AI is transforming industries at an unprecedented pace, creating new opportunities for startups and established businesses alike. It represents a fundamental shift in how businesses operate. Yet, while AI’s potential is widely discussed, far less attention is given to how to actually build and scale AI products and companies. AI products have different dynamics from traditional software -from the cold start problem and to ethical risks and usability constraints. Successfully navigating these challenges requires a different strategic approach and operational playbook. This course fills that gap.
Designed for future founders, executives and investors, the course aims to provide students with a deep and practical understanding of what it takes to create and grow an AI-driven business. Students will learn about key principles and tradeoffs when developing effective product strategies, the ethical and technical considerations that have to go into AI business decisions, and lessons from early failures and successes of companies that have scaled.
The course is built around two core themes: achieving product-market fit in AI, and the challenges AI companies face when trying to build, scale and sustain competitive advantage.
It follows a structured approach that blends relevant research, real-world case studies, and hands-on application. We will review foundational insights from economics, behavioral science, and computer science that are shaping the frameworks AI practitioners use when making practical decisions. We will have case discussions, analyzing how AI companies navigate critical decisions and trade-offs. Finally, students will apply these concepts and techniques through practical assignments, progressively designing an AI product by the end of the course.
The first half of the course will be primarily focused on understanding the relevant frameworks to make decisions on AI products and illustrate them through case discussions, while the second half will be more focused on the practical aspects of building an AI product through hands-on application in class.
This is not a course on machine learning or generative AI—it’s a course on building AI products and businesses, not models or systems.
However, AI products are highly technical, so students are expected to have at least a basic understanding of how AI works under the hood.
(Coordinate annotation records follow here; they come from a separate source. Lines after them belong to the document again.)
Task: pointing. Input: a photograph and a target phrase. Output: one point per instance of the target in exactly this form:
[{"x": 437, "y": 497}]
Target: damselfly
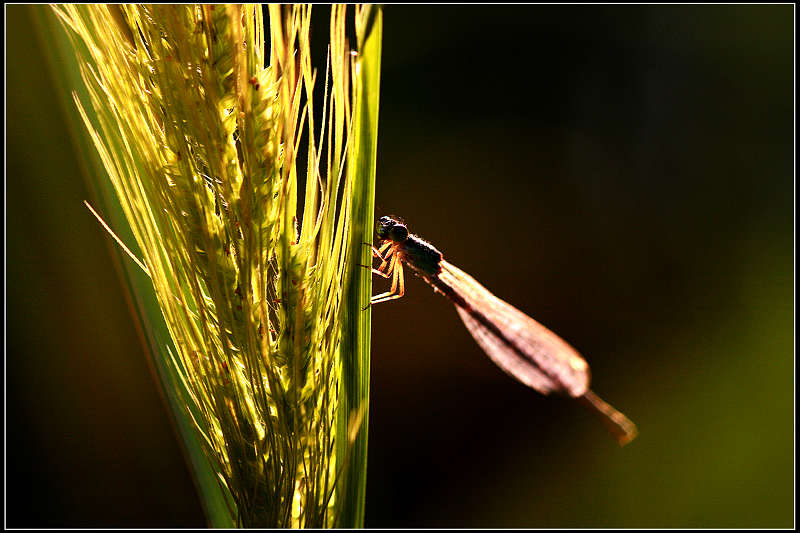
[{"x": 523, "y": 348}]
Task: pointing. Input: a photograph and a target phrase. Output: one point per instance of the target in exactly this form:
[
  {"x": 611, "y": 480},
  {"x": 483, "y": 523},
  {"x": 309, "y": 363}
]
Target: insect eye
[{"x": 398, "y": 233}]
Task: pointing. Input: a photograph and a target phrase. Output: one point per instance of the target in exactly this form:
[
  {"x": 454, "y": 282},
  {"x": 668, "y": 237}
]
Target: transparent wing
[{"x": 518, "y": 344}]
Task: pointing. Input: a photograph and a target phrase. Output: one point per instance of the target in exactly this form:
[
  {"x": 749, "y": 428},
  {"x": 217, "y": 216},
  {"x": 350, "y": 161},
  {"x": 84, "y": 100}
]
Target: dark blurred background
[{"x": 624, "y": 174}]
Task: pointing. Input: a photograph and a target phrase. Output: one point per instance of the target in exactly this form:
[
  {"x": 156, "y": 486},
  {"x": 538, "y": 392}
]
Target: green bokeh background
[{"x": 622, "y": 173}]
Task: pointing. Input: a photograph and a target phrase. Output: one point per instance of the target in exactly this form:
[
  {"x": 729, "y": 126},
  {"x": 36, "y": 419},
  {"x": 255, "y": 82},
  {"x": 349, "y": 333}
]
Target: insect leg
[{"x": 398, "y": 285}]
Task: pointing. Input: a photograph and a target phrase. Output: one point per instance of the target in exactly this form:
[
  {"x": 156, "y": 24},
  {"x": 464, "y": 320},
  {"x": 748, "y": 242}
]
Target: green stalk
[
  {"x": 265, "y": 379},
  {"x": 356, "y": 340}
]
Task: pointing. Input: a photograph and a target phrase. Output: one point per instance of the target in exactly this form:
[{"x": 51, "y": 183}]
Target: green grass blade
[
  {"x": 356, "y": 340},
  {"x": 64, "y": 68}
]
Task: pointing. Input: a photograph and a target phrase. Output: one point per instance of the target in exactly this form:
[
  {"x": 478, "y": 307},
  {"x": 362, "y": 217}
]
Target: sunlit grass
[{"x": 259, "y": 286}]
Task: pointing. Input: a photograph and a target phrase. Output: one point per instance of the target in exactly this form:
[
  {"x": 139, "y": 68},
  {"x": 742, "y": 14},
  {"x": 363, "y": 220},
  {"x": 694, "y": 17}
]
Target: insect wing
[{"x": 522, "y": 347}]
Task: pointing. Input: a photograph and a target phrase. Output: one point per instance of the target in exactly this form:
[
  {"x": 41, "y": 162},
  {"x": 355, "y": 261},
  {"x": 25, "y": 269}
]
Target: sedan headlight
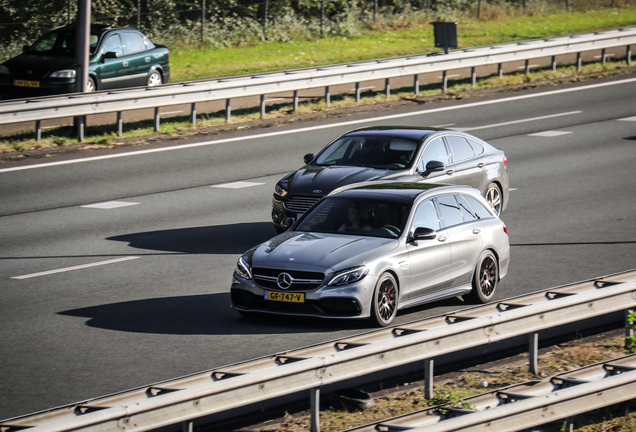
[
  {"x": 280, "y": 191},
  {"x": 349, "y": 276},
  {"x": 66, "y": 73},
  {"x": 243, "y": 269}
]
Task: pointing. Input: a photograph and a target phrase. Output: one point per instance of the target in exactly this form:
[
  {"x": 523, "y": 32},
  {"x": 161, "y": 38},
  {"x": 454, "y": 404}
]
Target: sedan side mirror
[
  {"x": 422, "y": 233},
  {"x": 308, "y": 157},
  {"x": 433, "y": 166}
]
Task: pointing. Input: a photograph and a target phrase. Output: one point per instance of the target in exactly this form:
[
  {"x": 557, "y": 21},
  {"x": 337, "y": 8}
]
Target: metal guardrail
[
  {"x": 210, "y": 392},
  {"x": 73, "y": 105},
  {"x": 527, "y": 405}
]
The course will not cover fundamentals like how to train models and measure their performance, students are expected to be at least familiar with these topics. If terms like AUC, recall, or embeddings sound completely foreign, students should be aware that the workload to be successful in the course will be much higher. While recommended readings and resources will be provided for those who need to catch up, these concepts will not be explained in class.
You should NOT take this class if:
- Your main interest is to learn how to build AI models and systems. There are other technical classes you can take, not this one.
- You want a lab class that will teach you to use different AI tools for product managers and founders. You don’t need a full term class to learn those tools, they are easy to learn on your own. While this class may provide a good opportunity to use some of those tools as part of your group project, we will not spend time teaching them.
- You are not interested in frameworks and cases, you just want to build something. There are other pure lab courses you can take for that. This course takes the view that you can’t build great AI products without a rigorous decision-making framework, so a good part of the course is dedicated to teaching it.